Precision medicine, so called personalized medicine, is “an approach to tailoring disease prevention and treatment that takes into account differences in people’s genes, environments and lifestyle”, according to FDA definition.

Innovative clinical trial designs, for example, platform trials, basket/umbrella trials are developed to support the development of precision medicine. Master protocol, one overarching protocol that allows simultaneously evaluation of multiple therapies or/and multiple diseases, has made these innovative clinical trial designs more implementable and is becoming to supplant classic trials, phase I, II, and III protocols in some therapeutical areas (e.g., oncology).
In addition, precision medicine revolves around a multitude of different data sources and types (e.g., ‘omics’ data, real world data (RWD), which ask for more advanced statistical methodologies.

This opens the door for the application of Artificial intelligence (AI)/Machine learning (ML) to unlock the potential of these data and advance precision medicine.

The 14th edition of European Statistical Forum (ESForum) aims to inform on current status of methodology and regulatory aspects and to discuss the future direction of clinical trial design in the era of precision medicine and to debate the role of AI/ML and RWD in the rapidly changing landscape of clinical trial designs.

This will include presentations focusing on:

  • Current landscape of clinical trial designs in the era of precision medicine
  • Regulatory views on methodology used in precision medicine
  • Recent development of AI/ML in advance precision medicine development
  • The role of RWD to fuel precision medicine
  • Case studies and practical approaches

Scientific Board
Jens-Otto Andreas - SSI Business Operational Excellence Senior Lead at UCB Biosciences
Lisa Comarella - Senior Director Biostatistics at Alira Health
Marco Eigenmann - Principal Biostatistician at Novartis
Victoria Strauss - Therapeutic Area Methodology Chapter Head at Boehringer Ingelheim

Who should attend?
This statistical conference is addressed to statisticians, pharmacometricians, data scientists, regulatory affairs specialists, academia and other experts interested in the field belonging to: Pharmaceutical, and Biotechnology companies, CROs, Universities/Hospitals, Academic Research.

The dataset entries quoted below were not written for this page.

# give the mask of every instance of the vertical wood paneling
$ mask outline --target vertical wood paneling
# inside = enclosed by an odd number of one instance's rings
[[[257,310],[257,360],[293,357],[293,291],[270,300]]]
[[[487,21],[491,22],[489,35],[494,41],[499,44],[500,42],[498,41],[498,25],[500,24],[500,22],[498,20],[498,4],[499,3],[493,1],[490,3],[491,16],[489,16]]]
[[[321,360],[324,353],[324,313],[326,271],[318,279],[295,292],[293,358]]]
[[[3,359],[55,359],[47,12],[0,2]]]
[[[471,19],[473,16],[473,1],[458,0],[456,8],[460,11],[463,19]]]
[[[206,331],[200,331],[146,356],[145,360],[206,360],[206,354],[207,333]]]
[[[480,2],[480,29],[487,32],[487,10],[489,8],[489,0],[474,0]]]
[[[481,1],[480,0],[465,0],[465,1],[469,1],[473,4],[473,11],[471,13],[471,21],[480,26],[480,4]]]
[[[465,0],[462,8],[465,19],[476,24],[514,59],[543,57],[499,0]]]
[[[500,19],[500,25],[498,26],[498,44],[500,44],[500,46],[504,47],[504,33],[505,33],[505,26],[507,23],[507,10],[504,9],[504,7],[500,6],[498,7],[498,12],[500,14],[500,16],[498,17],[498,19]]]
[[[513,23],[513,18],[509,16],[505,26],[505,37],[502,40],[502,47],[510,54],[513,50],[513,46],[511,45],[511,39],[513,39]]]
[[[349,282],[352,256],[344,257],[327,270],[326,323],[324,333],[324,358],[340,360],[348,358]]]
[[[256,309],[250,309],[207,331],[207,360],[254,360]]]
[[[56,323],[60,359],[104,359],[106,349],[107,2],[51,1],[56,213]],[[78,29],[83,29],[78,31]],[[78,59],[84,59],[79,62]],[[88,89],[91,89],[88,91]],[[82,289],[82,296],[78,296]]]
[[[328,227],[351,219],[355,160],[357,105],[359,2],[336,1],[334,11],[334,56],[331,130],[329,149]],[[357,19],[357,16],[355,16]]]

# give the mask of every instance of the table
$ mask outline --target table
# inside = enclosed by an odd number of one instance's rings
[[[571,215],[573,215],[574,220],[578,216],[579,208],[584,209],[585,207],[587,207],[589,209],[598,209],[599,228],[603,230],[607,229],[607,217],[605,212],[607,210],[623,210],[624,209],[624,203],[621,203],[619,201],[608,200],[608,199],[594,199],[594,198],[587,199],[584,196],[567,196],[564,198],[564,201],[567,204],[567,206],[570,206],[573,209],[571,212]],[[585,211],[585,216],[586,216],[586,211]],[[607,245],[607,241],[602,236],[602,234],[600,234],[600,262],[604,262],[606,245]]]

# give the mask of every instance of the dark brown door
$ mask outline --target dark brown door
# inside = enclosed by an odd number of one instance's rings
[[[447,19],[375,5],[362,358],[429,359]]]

The Programme is currently under definition

Quantifying Uncertainty on Machine Learning-Based Predictive Biomarker Discovery
Konstantinos Sechidis - Associate Director at Novartis Pharma AG

One of the key challenges of personalized medicine is to identify which patients will respond positively to a given treatment.

The area of subgroup identification focuses on this challenge, that is, identifying groups of patients that experience desirable characteristics, such as an enhanced treatment effect.

A crucial first step towards the subgroup identification is to identify the baseline variables (eg, biomarkers) that influence the treatment effect, which is known as predictive biomarkers. When we discover predictive biomarkers it is crucial to have control over the false-positives to avoid waste of resources, as well as provide guarantees over the replicability of our findings.

With our work we introduce a set of methods for controlled predictive biomarker discovery, and we use them to explore heterogeneity in psoriatic arthritis trials.

How much Training Data is needed to Train a Learner? - A Heuristic Approach
Rajat Mukherjee - VP Advanced Statistics and Data Science at Alira Health

One of the most crucial phases of a biomarker discovery or diagnostics development using machine learning (ML) is training the learner algorithm.

A learner is only as good as how well it has been trained in terms of biological variation which depends on the size and the heterogeneity found in the training set.

This on the other hand poses the logistical challenge of planning resources for the training phase. As far as we know, there are no well known approaches to estimating the size of the training data set.

In this talk we restrict our focus on learners where a single dominating predictor can be identified. In this we case we propose and present a simulation based approach to getting a ball-park estimate on the size of the training data.

We also present a seamless adaptive design where the training and the validation of a ML based diagnostic device can be carried out in an operationally seamless fashion while mitigating several risk factors that arise naturally in these kinds of biomedical problems.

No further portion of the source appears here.